Opposition parties say doctor fee cuts will mean longer wait times
Keith Leslie, The Canadian Press
Published Thursday, October 1, 2015 1:20PM EDT
Last Updated Thursday, October 1, 2015 1:42PM EDT
TORONTO -- Cuts to doctors' fees that took effect Thursday triggered dire warnings from Ontario physicians and the opposition parties about longer wait times for patients.
The Ontario government has cut funding for physician services by a total of 6.9 per cent since February, "which includes across-the-board cuts and a number of targeted cuts that affect specific specialties," said OMA president Dr. Michael Toth.
"These short-sighted cuts to physician services will result in longer wait-times and reduce the access to care for Ontario's patients," he said.
Progressive Conservative Leader Patrick Brown told the legislature the Liberals took $235 million from "patient care" by cutting the fees paid to doctors, and have trimmed over $800 million from health-care spending this year.
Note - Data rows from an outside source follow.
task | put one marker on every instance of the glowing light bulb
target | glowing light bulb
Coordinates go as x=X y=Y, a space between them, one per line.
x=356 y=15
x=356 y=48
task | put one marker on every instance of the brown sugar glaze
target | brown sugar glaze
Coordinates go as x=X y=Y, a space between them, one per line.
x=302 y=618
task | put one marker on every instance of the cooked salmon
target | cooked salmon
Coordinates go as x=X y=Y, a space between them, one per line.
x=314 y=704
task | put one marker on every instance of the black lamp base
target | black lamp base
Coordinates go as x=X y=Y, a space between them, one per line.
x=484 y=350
"That means longer wait times and less access to care in Ontario," said Brown. "How does the premier explain to the single, working mother forced to sit in the emergency room all night because she can't get a doctor for her child? How can they justify that?"
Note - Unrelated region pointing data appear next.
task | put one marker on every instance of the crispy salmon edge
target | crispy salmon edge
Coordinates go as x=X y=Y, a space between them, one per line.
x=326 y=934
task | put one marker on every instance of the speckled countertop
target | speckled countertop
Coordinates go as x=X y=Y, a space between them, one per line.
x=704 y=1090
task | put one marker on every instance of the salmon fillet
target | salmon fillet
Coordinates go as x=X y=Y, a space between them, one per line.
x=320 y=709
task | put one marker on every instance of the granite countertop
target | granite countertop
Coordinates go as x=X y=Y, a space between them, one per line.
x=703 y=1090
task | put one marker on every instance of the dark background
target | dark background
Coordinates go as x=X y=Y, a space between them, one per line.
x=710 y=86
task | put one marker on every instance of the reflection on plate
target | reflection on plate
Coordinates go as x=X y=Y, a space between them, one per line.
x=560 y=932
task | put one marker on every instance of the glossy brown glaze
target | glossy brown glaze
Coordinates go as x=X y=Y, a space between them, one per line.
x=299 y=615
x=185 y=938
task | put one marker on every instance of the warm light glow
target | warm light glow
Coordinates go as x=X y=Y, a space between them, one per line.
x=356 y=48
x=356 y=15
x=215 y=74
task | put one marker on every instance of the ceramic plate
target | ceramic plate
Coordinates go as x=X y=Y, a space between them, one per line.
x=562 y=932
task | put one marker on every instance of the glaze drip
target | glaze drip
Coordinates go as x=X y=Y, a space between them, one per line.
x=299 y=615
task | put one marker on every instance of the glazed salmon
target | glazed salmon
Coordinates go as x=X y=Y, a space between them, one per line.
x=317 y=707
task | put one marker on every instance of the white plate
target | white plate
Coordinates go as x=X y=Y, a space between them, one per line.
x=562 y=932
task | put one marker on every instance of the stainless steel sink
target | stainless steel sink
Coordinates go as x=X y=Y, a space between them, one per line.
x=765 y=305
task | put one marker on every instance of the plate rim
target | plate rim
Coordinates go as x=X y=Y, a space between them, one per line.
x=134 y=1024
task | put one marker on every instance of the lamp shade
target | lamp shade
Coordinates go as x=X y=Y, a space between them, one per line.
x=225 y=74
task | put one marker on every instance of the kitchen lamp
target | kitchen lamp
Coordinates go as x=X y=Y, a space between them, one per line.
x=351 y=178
The New Democrats said the government needs to recognize that doctors should be properly compensated for the care they provide.
"This government is bound and determined to paint every single physician in this province as money hungry and opportunistic, and this is wrong," said NDP health critic France Gelinas.
The government insisted there are no cuts to patient care in its latest round of fee cuts for physicians.
Health Minister Eric Hoskins said Ontario doctors -- who make an average of $368,000 a year -- are the highest paid in Canada, and are being asked to take a small fee cut to help free up money for other health-care needs.
"We've got difficult decisions to make in terms of investing in home and community care, mental health services, cancer care," said Hoskins.
"So we've asked our physicians to help us create a sustainable budget, to accept slightly less, a modest decrease in what we pay them for services, so that we can continue to invest in those other priorities."
The OMA said the government's fee cuts come as the number of new patients in Ontario jumps by 140,000 every year with a growing and aging population, and an estimated 800,000 Ontarians still don't have a family doctor.
The doctors' lobby group said many physicians have threatened to leave the province to work in other jurisdictions, but Hoskins wasn't worried.
"I'm not sure why they would close their practice or why they would suggest that perhaps wait times might increase or that somehow access would be affected," he said. "We're continuing to pay physicians for every service that they provide. We're just paying them slightly less."
Hoskins said the province and the OMA went through a year of negotiations including mediation and conciliation before the government opted to impose a new contract because the doctors' didn't like the ruling from conciliator Warren Winkler, Ontario's former chief justice.
"He recommended to the OMA that they accept out fair offer," said Hoskins. "The OMA decided to reject the offer and the recommendation of Judge Winkler. We're implementing his recommendations."